You have touched a nerve, Dick! I kept track of the 2012 sophomores, and over 30 who were on the Derby Trail in January 2012 were on the shelf by June! Heartbreaking! And, it continued to literally devastate the 3 yr old ranks, as more 3 year olds retired prematurely due to "issues". Thank goodness we were spared a Barbaro or an Eight Belles, but there were some catastrophic injuries, as well, just not the headliners. A handful did make it back, but for the most part, they have disappeared into the breeding shed to do what? Breed more of the same? Of course, this doesn't take into account those juveniles you talked about who aren't able to carry their form into their sophomore season. I particularly like your advice to keep an open mind. My advice is, it's too early to fall in love! I'm planning to watch things unfold, but with a jaundiced eye, so I won't be too disappointed when the object of my affections doesn't make it to the starting gate the first Saturday in May!
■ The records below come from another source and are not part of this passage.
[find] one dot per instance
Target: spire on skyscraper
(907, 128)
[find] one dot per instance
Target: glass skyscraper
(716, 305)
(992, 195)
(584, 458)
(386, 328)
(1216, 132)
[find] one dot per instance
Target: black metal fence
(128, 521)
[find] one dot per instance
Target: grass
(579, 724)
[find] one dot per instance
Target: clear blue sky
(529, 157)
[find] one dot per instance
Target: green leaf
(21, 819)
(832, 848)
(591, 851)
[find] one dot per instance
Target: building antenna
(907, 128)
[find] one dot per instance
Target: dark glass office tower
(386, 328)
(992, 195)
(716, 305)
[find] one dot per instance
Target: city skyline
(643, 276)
Mine That Bird and Super Saver are now trained by Baffert. Should be running soon for $12.5 once he finds the perfect spot for them for a confidence builder.
Mr. Jerardi: You're certainly entitled to your opinion, but I found your objection to Violence's name to be absurd. Would you also have every other horse's name filtered through "political correctness," too? And once started, where does that end? Would horse racing have to go back and, say, change the name of every horse that had "gun" or "pistol" in its name? Anyway, in this particular instance, we're just talking about a horse's name, for God's sake. And I, for one, like it.
Where was I'll Have Another this time last year? He was a huge longshot in his first race of the year. Bodemeister hadn't even started yet. Went the Day Well? Where was Animal Kingdom, Nehro or Shackleford? What about Paddy O'Prado or Ice Box? The safest bet is that the new comers overtake the horses with good two year old form. I think that's one of the reasons Churchill deemphasized 2 year old races when it comes to the Derby and put more emphasis on races closer to the Derby.